Legomenon for the Father of the Archives, the self-named LAST ONE
The Writings of the self-described Last One are naturally of the first importance, and not only because they are among the oldest primary texts in the Archives: whatever the catastrophe that brought the world of the Ancients to an end, their Author's liminal status — as one of the few who survived it — makes him the Father of the Archives, whose seed-texts comprised not only his personal jottings but also Writings from Before that were in his possession at the time.
The Writings of this Author fall into two categories: memoiric accounts of life in the immediate aftermath of the cataclysm that made him the last but one of the Ancients, and the theoretic discourse of a trenchant thinker struggling to comprehend from his lonely perspective what caused his race to self-immolate.
The earliest of this prolific Author's Writings is the apparent diary entry here called {Last One and Boy}, which is rather a composite of fragments than a consistent narrative, likely written very soon after the events it describes: the adoption of a lost young boy in the immediate aftermath of what the Last One calls 'whatever hit us'.
The lyrical {mornings of creation} presents an almost idyllic picture of the Last One's companionship with the otherwise unnamed Boy he into his care; it is instructive to compare this with the Boy's own memoir in {return}.
The somewhat later Writing {they're coming apart...} strikes a rather elegiac tone, in which the Author recalls the dear ones of his former life.
And finally among his autobiographic Writings, in {what to leave behind} the Last One considers what the Boy will need after he is left alone...

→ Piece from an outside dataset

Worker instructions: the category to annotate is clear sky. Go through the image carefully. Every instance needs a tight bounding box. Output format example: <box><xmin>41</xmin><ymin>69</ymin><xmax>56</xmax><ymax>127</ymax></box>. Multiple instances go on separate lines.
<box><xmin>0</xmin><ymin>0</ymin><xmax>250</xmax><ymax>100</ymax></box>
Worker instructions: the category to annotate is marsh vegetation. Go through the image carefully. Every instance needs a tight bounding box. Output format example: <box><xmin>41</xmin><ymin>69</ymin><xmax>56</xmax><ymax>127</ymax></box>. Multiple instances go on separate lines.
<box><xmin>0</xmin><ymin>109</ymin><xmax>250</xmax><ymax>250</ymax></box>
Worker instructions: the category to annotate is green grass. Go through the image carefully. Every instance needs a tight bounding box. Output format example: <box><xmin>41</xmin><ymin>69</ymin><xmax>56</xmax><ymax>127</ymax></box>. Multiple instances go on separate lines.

As mentioned, it was almost certainly the Last One whose holdings constituted the anthology of texts Egderus later used to form the Archives bearing his name. In addition to his fragmentary memoirs, the Last One brought to bear his considerable intellect in Writings that, taken together, contain what might be called the distillation of his thought.

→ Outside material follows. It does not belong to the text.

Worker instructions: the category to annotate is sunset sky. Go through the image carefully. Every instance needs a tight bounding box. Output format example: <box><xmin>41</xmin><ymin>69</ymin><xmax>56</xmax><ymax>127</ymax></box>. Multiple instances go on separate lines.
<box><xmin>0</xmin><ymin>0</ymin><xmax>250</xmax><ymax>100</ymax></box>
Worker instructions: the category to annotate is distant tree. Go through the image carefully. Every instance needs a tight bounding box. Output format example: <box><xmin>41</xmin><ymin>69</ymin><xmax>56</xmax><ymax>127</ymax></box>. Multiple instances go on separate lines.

In a kind of prolegomenon, the gnomic {impatience}, the Last One opens his discursus by indirectly proposing that the lack (or failure) of forbearance may be his besetting sin, by declaring what brings in his nemeses, the ghosts.
His foundational document, as it were, is {the ghosts}, which has drawn particular attention (much of it needlessly unkind, it must be said) on account of its unusual theme, leading some to ascribe this peculiar text not to an Ancient author, but to the much more recent creator (or creators) of the Romantic Impulse Writings — indeed, its peculiarity has prompted more than one accusation that the whole lobe of Writings attributed to the Last One is a fabrication — or, to be more generous, the invention of (a) fabulist(s).

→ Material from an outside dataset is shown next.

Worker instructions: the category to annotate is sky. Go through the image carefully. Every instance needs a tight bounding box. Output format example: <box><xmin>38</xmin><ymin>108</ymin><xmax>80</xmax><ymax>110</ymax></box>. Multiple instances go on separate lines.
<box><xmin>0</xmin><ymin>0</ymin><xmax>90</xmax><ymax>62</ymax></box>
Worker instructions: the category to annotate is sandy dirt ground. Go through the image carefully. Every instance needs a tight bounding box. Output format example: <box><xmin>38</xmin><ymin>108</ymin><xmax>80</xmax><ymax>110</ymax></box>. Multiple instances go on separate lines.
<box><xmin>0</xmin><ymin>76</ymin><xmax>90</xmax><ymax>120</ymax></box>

Need it be said? — all of the Writings in the Archives are susceptible to that kind of nihilistic joykilling, which serves no other purpose than to poison the well for everyone else.
The diatribe {The Perpetrated World} sets forth the principle upon which the entire discourse rests: that the whole world we live in is a ghostly fabrication, an illusion made entirely out of text.
Three corollaries follow: {Every artifact is a transmission} notes not only the profusion of text into the very objects that make up our daily lives, but also its delusory nature; {sail away} describes the intoxicating sweep of this kind of life; and {transport} proposes the further principle that text is the very dwelling place of the ghosts.
A last pronouncement bookends the more or less formal discussion that begins with the invocatory {impatience}: in the acerbic {enemy}, the Last One reformulates his oft-expressed hostility towards text itself. (An earlier Curator perceived in these two offerings technical matters that prompted lengthy comment; this material has been removed to a separate Scholion {On impatience and the enemy}.)
Given the Last One's antagonism towards text, the answer to the bitter riddle posed in {another life form} cannot be hard to guess.
The peculiar thought experiment {mirror} implies that it may have been this invention which ultimately led to the fatal calamity that destroyed the world of his contemporaries. More broadly, in {Last One flying}, he seems to indict technology itself for their (and his) ruin.
However that may be, in the almost scriptural language of {deities}, the Last One demonstrates a lyrical gift, outlining his spiritual journey from youthful faith through disillusionment to the peace he may have attained at his end, when the vaporous compulsions of the world dissolve like mist in the sun, landing him on the shore of silence and serenity at last.